Dieser Raser in Österreich war ein km/h zu schnell, um sein Auto behalten zu dürfen … Insgesamt betrug die Geschwindigkeitsübertretung 81 km/h. Wären es "nur" 80 km/h gewesen, hätte er sein Auto behalten dürfen.
Ein 20-jähriger BMW-Fahrer aus Wien bekommt die Härte des österreichischen Gesetzes zu spüren und muss sein Auto jetzt abgeben. Hintergrund: Der junge Fahrer wurde im April 2024 mit 136 km/h in einer 50er-Zone erwischt, nach Toleranzabzug immer noch bei 131 km/h – nur knapp über der Grenze, ab der die österreichische Gesetzesnovelle zur Beschlagnahmung greift.
Die Entscheidung fiel am 23. Oktober 2024 durch das Wiener Verwaltungsgericht.
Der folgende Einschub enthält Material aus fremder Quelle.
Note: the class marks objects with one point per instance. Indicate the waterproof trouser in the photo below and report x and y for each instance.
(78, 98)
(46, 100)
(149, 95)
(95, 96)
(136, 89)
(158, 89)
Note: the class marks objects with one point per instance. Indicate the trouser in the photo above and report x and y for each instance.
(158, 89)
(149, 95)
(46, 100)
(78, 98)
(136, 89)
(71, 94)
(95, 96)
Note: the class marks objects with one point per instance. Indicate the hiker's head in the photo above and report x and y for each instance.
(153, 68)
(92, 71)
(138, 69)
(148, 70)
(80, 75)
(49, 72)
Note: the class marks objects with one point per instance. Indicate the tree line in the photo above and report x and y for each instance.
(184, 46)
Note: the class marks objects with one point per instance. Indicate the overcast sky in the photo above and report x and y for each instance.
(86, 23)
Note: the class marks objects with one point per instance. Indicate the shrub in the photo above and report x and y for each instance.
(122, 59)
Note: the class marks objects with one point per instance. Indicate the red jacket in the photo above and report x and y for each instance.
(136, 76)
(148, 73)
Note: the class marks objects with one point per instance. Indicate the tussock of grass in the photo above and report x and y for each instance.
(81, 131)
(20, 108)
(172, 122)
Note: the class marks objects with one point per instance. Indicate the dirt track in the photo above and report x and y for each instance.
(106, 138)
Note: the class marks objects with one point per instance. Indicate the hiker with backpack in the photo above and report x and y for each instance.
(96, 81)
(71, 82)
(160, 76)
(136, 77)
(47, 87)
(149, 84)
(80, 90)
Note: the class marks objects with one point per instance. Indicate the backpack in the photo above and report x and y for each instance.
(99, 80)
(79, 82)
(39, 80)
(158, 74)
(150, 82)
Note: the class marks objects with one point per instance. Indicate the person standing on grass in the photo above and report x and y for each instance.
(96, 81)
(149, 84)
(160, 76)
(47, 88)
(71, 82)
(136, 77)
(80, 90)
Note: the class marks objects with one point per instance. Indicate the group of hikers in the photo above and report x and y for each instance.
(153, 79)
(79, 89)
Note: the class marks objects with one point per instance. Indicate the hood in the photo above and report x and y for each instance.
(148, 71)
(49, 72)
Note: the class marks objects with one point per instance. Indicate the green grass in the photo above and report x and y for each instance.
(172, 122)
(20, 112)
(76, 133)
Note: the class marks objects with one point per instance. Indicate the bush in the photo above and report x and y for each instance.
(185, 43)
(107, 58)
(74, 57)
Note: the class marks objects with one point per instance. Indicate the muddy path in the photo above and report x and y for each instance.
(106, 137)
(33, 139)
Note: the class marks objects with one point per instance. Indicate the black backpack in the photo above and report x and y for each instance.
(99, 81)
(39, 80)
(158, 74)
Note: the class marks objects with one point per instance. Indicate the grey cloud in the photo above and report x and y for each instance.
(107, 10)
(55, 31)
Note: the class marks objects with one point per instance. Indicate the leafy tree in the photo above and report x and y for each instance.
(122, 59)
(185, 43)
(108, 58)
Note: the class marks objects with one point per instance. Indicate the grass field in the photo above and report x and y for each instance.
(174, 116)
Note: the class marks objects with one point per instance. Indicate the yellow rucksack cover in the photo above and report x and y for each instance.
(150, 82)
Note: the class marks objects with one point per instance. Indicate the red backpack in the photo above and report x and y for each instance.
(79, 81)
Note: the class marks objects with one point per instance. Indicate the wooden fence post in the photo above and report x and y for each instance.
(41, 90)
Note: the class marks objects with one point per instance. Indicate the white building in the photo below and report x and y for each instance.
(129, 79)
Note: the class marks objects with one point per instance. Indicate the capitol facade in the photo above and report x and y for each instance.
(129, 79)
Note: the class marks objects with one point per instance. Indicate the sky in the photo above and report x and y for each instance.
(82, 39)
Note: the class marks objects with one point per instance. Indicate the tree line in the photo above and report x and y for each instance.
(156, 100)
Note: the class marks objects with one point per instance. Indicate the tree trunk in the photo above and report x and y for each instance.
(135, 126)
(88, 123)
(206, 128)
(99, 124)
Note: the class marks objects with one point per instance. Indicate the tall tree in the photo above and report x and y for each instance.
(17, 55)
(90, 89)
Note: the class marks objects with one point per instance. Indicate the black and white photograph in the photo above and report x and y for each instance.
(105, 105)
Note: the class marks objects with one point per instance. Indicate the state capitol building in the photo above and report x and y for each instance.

Laut dem neuen Gesetz, das seit März 2024 gilt, dürfen Fahrzeuge beschlagnahmt und versteigert werden, wenn eine Geschwindigkeitsüberschreitung von mehr als 80 km/h innerhalb geschlossener Ortschaften vorliegt. Der BMW im Wert von 30.000 Euro wird nun im Rahmen einer Auktion versteigert.

Weitere Kosten für den Fahrer

Neben dem Verlust des Wagens erwarten den jungen Mann weitere finanzielle Belastungen: eine Geldstrafe von 1600 Euro, 650 Euro für eine Nachschulung sowie tägliche Aufbewahrungskosten von 11 Euro für das Auto.
Zudem muss er die 30.000 Euro an seinen Vater zurückzahlen, da der Kaufvertrag auf seinen Namen lief. Der Betroffene zeigte sich enttäuscht, dass die Polizei ihm vor Ort Milde zugesichert habe.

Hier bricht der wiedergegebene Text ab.